(This editorial appeared on p. 10 of the December 25, 1930, issue of Christian Standard.)
The Festival of the Second Mile
Christmas . . . is a special glorification of unselfishness. Essentially the Christmas spirit is the spirit of doing, at least to one’s loved ones, the things that will make them happy. We study for a month or so the wishes of these friends; we endeavor to learn from their own actions and from the observations of those near them “what they want;” then we proceed to give them what they want. And we find an unwonted happiness in doing that.
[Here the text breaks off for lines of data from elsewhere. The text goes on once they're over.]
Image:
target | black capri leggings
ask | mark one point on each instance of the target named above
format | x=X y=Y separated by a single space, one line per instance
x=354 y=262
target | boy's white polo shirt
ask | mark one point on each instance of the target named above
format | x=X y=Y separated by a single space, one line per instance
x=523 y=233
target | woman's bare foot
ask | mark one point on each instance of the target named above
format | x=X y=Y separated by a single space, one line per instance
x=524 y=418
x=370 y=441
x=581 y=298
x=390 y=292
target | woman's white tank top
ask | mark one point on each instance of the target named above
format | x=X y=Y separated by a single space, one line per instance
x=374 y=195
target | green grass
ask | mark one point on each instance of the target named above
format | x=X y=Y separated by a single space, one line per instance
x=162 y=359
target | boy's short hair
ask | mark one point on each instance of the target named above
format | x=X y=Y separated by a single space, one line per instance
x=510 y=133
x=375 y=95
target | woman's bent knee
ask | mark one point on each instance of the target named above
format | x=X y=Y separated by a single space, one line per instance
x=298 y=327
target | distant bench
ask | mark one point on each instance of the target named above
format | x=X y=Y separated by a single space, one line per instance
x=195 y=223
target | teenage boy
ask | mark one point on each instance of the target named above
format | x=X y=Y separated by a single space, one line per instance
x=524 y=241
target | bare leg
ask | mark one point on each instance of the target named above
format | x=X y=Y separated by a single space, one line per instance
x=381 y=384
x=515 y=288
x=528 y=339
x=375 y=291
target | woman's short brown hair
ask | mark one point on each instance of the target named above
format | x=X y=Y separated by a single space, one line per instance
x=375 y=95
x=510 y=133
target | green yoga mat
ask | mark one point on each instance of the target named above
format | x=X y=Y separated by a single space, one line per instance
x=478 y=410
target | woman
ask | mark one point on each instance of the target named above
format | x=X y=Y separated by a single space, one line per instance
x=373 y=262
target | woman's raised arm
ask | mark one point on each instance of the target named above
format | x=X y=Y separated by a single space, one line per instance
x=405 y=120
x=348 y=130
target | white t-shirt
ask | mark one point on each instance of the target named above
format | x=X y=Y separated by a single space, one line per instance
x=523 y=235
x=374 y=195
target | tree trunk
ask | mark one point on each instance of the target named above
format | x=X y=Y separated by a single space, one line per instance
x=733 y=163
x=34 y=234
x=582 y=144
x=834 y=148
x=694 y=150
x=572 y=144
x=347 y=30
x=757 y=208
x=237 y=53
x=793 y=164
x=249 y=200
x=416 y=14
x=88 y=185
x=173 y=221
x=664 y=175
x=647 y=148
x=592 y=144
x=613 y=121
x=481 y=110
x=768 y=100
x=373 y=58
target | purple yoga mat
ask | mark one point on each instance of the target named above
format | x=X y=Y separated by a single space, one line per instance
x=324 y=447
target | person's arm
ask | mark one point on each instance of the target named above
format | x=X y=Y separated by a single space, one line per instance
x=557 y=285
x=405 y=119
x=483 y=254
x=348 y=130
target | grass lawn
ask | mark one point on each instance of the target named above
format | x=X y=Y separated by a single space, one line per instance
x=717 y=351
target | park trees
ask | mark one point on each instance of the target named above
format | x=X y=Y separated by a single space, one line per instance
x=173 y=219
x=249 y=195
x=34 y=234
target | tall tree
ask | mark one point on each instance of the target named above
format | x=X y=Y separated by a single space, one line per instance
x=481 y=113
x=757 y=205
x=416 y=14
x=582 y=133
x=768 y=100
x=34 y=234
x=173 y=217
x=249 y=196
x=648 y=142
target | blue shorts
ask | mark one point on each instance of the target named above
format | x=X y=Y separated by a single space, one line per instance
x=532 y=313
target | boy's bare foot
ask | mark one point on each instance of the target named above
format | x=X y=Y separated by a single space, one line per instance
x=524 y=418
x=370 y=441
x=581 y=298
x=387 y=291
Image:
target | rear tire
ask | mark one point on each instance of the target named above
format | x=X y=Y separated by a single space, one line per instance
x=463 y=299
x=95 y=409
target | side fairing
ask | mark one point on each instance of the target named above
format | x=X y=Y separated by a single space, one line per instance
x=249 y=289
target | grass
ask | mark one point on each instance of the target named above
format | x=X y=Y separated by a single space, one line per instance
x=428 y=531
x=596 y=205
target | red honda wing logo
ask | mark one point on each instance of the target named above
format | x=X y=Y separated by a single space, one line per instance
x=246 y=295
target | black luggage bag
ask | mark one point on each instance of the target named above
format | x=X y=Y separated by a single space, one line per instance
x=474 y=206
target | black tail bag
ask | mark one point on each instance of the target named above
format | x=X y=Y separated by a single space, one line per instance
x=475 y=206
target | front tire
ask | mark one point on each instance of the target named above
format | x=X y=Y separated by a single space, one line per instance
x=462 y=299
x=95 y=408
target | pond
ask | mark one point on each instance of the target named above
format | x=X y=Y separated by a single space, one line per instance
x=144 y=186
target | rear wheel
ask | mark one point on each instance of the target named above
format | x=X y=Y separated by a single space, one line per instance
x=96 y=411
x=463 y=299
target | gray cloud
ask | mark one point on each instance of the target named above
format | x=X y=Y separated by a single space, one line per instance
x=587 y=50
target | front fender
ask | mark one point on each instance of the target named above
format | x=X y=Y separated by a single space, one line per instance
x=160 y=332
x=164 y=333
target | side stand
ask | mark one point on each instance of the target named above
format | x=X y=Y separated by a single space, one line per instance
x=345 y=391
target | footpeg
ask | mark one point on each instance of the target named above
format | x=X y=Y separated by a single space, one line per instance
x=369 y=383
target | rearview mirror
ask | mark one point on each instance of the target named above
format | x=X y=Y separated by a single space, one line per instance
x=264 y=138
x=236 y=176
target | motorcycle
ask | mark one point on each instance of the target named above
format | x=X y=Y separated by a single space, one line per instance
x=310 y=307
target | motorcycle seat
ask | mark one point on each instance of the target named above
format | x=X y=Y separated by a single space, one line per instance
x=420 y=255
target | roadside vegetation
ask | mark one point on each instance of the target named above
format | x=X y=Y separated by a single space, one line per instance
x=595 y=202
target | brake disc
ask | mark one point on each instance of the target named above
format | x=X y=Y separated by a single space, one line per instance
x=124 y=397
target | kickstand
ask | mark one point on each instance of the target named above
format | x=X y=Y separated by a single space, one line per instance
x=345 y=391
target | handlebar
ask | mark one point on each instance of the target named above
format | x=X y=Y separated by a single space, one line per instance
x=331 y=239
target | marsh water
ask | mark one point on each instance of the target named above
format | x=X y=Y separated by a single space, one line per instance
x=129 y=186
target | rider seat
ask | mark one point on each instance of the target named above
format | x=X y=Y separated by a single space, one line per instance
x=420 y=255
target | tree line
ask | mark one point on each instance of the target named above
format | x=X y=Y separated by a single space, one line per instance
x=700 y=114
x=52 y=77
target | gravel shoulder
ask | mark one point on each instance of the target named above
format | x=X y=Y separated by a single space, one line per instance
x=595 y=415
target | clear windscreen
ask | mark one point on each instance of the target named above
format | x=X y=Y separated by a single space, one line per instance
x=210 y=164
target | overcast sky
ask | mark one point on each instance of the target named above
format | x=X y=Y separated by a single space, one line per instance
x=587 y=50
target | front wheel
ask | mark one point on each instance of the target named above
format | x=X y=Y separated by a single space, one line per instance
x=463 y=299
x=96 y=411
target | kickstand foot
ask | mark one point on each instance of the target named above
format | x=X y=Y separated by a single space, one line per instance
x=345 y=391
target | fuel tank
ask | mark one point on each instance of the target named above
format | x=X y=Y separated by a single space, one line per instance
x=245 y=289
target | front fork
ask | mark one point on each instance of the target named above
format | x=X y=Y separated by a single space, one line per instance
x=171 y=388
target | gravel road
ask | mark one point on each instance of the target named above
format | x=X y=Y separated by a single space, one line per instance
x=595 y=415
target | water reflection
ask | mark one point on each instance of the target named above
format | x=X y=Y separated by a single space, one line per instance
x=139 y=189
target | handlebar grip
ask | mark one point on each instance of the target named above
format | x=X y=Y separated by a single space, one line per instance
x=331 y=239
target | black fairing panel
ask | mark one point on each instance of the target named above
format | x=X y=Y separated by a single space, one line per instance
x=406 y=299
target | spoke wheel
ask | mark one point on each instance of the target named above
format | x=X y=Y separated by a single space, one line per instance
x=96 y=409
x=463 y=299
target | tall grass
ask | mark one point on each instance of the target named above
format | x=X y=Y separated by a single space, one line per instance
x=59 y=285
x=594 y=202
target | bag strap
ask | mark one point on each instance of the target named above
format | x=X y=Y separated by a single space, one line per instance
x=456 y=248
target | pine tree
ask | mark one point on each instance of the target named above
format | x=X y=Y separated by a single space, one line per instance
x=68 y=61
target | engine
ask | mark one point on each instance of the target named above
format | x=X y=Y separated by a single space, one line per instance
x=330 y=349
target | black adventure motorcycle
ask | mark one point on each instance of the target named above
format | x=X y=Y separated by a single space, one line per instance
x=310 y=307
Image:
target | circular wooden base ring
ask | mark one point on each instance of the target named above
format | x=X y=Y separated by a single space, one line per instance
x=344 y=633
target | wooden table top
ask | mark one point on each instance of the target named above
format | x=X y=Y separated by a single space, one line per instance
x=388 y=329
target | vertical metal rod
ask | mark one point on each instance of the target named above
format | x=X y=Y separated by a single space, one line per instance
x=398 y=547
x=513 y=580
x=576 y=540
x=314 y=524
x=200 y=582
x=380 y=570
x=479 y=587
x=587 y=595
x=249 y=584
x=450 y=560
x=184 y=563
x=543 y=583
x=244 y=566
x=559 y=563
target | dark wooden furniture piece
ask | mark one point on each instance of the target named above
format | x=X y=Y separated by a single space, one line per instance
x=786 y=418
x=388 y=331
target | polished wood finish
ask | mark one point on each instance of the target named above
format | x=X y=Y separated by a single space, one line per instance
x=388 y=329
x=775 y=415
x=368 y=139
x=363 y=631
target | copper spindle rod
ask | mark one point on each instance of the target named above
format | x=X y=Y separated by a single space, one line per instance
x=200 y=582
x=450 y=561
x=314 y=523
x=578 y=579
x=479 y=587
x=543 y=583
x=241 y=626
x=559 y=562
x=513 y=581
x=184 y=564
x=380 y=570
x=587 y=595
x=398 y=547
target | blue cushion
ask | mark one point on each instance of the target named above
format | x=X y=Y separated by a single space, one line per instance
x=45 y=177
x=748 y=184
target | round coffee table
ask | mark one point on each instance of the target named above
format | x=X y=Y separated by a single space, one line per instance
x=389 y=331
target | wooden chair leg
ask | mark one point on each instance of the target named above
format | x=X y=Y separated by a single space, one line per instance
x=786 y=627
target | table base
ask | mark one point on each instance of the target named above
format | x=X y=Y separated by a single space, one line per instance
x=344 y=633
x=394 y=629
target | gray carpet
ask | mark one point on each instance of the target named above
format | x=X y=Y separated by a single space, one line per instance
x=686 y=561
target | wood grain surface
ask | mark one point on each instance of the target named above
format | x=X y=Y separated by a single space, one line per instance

The Christmas spirit is, therefore, the practice of the Golden Rule. All of us practice it with respect to those nearest us, and many of us rejoice to do it even with respect to strangers as we endeavor to bring Christmas cheer to poor and unfortunate ones, the fatherless and the widow. The genuine Christmas spirit rises above the idea of “What am I going to get?” and asks “What can I give?” The true Christmas spirit wipes out selfishness and finds exalted happiness in the effort to please. What is finer than the thrill that comes with the release of the bated breath when we have our answer to the question, “I wonder whether he will like it?”
Now we seem to have a very difficult time finding it out, but that Christmas spirit is precisely the Christian spirit. What we do at Christmas is exactly what Jesus teaches us to do the year round. It is the mystery of happiness that Jesus sought to unfold to the world in his Sermon on the Mount. To a world steeped in selfishness and increasingly unhappy in that condition, Jesus brings the remedy—to practice the Christmas attitude the year round, to live always from the standpoint of the other person’s well-being.
This is the philosophy of the second mile. It is the doctrine of giving the cloak also. It is the triumph of unselfishness. It is the study of the well-being of our fellows with the purpose to do our part to bring that well-being to fruition.
What a vital doctrine this is is made quite evident by the very fact that, when human nature is once possessed by it, there comes to be a relish in overcoming all unfavorable conditions. Christmas spirit thrives upon obstacles. Hard times, severe weather, unusual difficulties, challenge the real Christmas spirit. We who are accustomed to snow at that season come to desire a cold, white Christmas, as if we wanted a foil for the warmth of our spirits.
That is precisely what underlies the whole Christian morality. The Christian is not taught to desire ideal conditions, but to surmount unfavorable ones by the power of a renewed spirit, and especially to surmount such conditions as they appear in the hearts of those about him. He is to make it his aim to win even his mean-spirited brother and to make this conquest by the generosity of his own nature.
If, now, this Christmas spirit is the Christian spirit in essence, what possible excuse can there be for limiting it to a few weeks? Certainly we ought not to allow the season to go by without having the spirit, but, when it has gone, what possible excuse can there be for turning back to the beggarly elements of the world after having tasted of the joys of the Christian spirit and attitude? Why should one want to wallow in the mire of selfishness after having known the luxury of practicing the Golden Rule? There is but one answer to that question: The practice of the Golden Rule is not a matter of morality alone. It requires a dynamic of large proportions to make it work. It does not work itself. Men need to be captured and transformed by Jesus in order to practice it as the normal thing in their lives. The fact that all professed Christians have been captured by Jesus so that they are slaves to Him.
The new year will bring happiness if the spirit that makes Christmas merry is carried throughout the year—and that can be done only by surrender to the Christ.